Top 10 Research Priorities Relating to Life after Stroke - Consensus from Stroke Survivors, Caregivers, and Health Professionals

Pollock et al. (2014) full text summary PDF

For which topic were research priorities identified?

life after stroke

In which location was the research priority setting conducted?

Europe - United Kingdom

Why was it conducted at all?

Research resources should address the issues that are most important to people affected by a particular health care problem. Systematic identification of stroke survivor, caregiver, and health professional priorities would ensure that scarce research resources are directed to areas that matter most to people affected by stroke.

What was the objective?

to identify the top 10 research priorities relating to life after stroke, as agreed by stroke survivors, caregivers, and health professionals

What was the outcome?

a ranking list of 10 research questions

How long did the research prioritization take?

February 2010 - November 2011

Which methods were used to identify research priorities?

JLA method

How were the priorities for research identified exactly?

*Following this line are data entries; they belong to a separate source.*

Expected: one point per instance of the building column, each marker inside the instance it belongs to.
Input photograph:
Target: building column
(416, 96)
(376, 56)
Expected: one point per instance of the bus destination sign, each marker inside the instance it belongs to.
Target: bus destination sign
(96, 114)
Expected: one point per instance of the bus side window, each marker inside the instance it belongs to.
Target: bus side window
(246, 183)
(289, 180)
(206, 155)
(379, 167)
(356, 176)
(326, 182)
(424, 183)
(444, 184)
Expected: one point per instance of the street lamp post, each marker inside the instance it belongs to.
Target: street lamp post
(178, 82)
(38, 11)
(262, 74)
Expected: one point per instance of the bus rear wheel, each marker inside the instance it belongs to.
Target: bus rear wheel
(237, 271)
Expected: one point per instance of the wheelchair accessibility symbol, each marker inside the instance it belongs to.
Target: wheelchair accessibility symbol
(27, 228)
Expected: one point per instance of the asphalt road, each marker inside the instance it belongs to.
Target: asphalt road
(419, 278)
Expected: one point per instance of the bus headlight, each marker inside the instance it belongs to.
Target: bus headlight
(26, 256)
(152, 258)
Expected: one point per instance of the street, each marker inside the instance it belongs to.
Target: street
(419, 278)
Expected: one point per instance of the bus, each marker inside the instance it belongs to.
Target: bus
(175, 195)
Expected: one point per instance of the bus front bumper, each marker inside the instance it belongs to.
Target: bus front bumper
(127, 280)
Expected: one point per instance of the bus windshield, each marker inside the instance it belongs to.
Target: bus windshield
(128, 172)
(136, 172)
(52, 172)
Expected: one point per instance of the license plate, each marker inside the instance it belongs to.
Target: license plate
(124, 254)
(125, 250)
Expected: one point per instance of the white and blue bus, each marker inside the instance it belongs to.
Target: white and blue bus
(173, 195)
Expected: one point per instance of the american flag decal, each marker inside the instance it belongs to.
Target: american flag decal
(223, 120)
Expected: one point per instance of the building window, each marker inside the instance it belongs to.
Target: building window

Step 1: setting up PSP: steering group established, stakeholders and partner organizations identified. Step 2: gathering treatment uncertainties: accepting submissions of treatment uncertainties in any format (electronic, mail, or verbally), additionally relevant published research questions and priorities included, in total 548 treatment uncertainties collected. Step 3: data processing: questions formatted using PICO, duplicate questions merged, indicative questions formulated, 228 indicative questions checked against evidence, resulting in 226 unique unanswered treatment uncertainties. Step 4: interim ranking: survey asking participants to identify and rank their personal 10 most important priorities, top 24 questions moved forward. Step 5: final prioritization: workshop: blend of small group rankings and small group discussions and aggregate rankings and plenary discussion

Which stakeholders took part?

Stroke patient and caregiver groups, stroke research and delivery of care organizations, and community, long-term care and key health professional groups. Survey: 106 participants: 15 stroke groups/clubs, 22 individual stroke survivors, 4 individual carers, 4 health professional groups/meetings, 61 individual health professionals. Interim ranking: 97 participants: 42 stroke survivors/caregivers and 55 health professionals. Workshop: 28 participants: 16 stroke survivors/caregivers, 12 health professionals: stroke physician (n=1), nurse (n=1), physiotherapist (n=2), occupational therapist (n=2), speech and language therapist (n=2), orthotist (n=1), orthoptist (n=1), neuropsychologist (n=1), and social worker (n=1).

How were stakeholders recruited?

All identified groups and organizations were e-mailed project information. Project information, response forms, and prepaid return envelopes were posted to the membership of patient groups. The audio version of the presentation was made available online. In order to facilitate involvement of stroke survivors and caregivers throughout all geographical regions of Scotland and to reach people who may not receive and/or respond to e-mail or postal information, a member of the steering group visited existing stroke support groups/clubs in each of the 11 National Health Service (NHS) geographical locations on the Scottish mainland, and the project team arranged for information leaflets to be distributed at groups meetings on all three NHS Scottish Island locations. In order to facilitate involvement of a range of health professionals working in stroke care, including those who may not receive or respond to e-mail information, the project team attended a number of national meetings and conferences. Consensus meeting participants were purposively selected to provide a representative group of 20-30 stroke survivors, caregivers, and health professionals.

Were stakeholders actively involved or did they just participate?

Stakeholders not only participated but were also actively involved in the research prioritization process: They were part of a steering group. The steering group consisted of a stroke survivor, a caregiver, a nurse, a physician, an allied health professional, a researcher and representatives from key national stroke charities/patient organizations, and from the JLA. The members defined the scope of the partnership and developed a protocol detailing the methods to be used.